O filme é baseado num livro do Philip K. Dick, "Do Androids Dream of Electric Sheep?", algo como "Andróides Sonham com Carneirinhos Elétricos?". O romance mostra uma civilização desoladora, em que só milionários terão animais de verdade, tão raros que são caríssimos. O resto da população terá de se contentar com bichos sintéticos. Na mesma linha pessimista, vem também de Dick a fonte pros ótimos "Minority Report – A Nova Lei" e "O Vingador do Futuro". O homem tá com tudo. Pena que tenha morrido poucos meses antes do lançamento de "BR" e não pôde usufruir da sua fama cada vez mais crescente. Não me lembro se nos livros dele transparece essa fixação por olhos que existe nos filmes. É impressionante como tem olho focalizado em "BR". Tem olho congelado, olho de coruja, olho que salta das órbitas...
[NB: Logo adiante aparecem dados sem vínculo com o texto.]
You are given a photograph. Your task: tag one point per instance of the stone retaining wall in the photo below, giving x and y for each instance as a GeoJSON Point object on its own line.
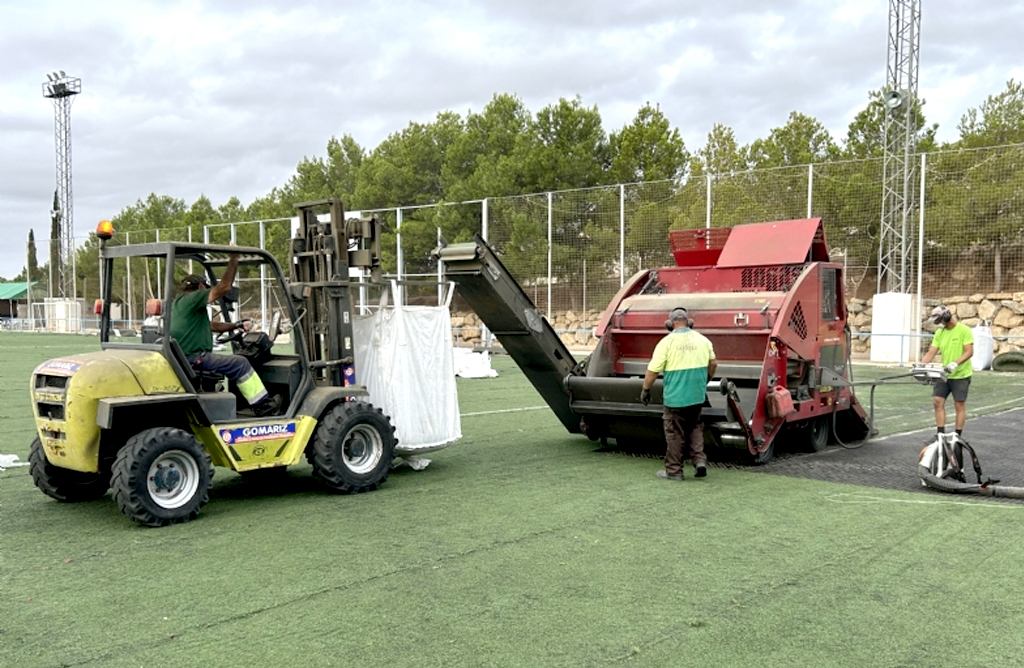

Quando o diretor Ridley Scott (que vinha de "Alien") acabou de montar "BR", o estúdio não gostou. Então os senhores de terno forçaram o Harrison Ford a gravar uma narração e mudaram o final – a derradeira seqüência vem de sobras de "O Iluminado" e, de fato, não tem nada a ver com o clima. Ridley lançou sua versão do diretor em 93 e ela é bem legal, cheia de nuances (talvez o detetive seja um andróide também), mas espero não ser linchada ao afirmar que prefiro o filme de 82. Pessoalmente, adoro a narração do Ford. Ela é tão displicente, tão abertamente descontente, que dá um ar ainda mais vagabundo a "BR", jogando-o definitivamente no noir. E o personagem do Ford é tudo menos heróico. Apanha de todos, é meio covarde, só funciona empunhando uma arma, e está constantemente assustado. Ou seja, é mais humano que os super-heróis a que estamos acostumados. Ford está perfeito. Ele era meu velho conhecido: eu já havia me apaixonado por ele em "Caçadores da Arca Perdida". Mas conhecer o holandês Rutger Hauer (o líder dos andróides) abalou meu coração fiel. Só eles já são dois motivos mais que filosóficos pra ver ou rever o bárbaro "BR".
Um comentário:
Boas falas, boas falas Doutora... seu blog é ótimo, parabéns. Vejo Blade Runner periodicamente, minha esposa fica louca por causa disso. Daí pergunto pra ela "Se quiser a gente vê um filme mais recente, tipo velozes e furiosos - operação Rio"... isso sempre encerra o assunto, hehehe...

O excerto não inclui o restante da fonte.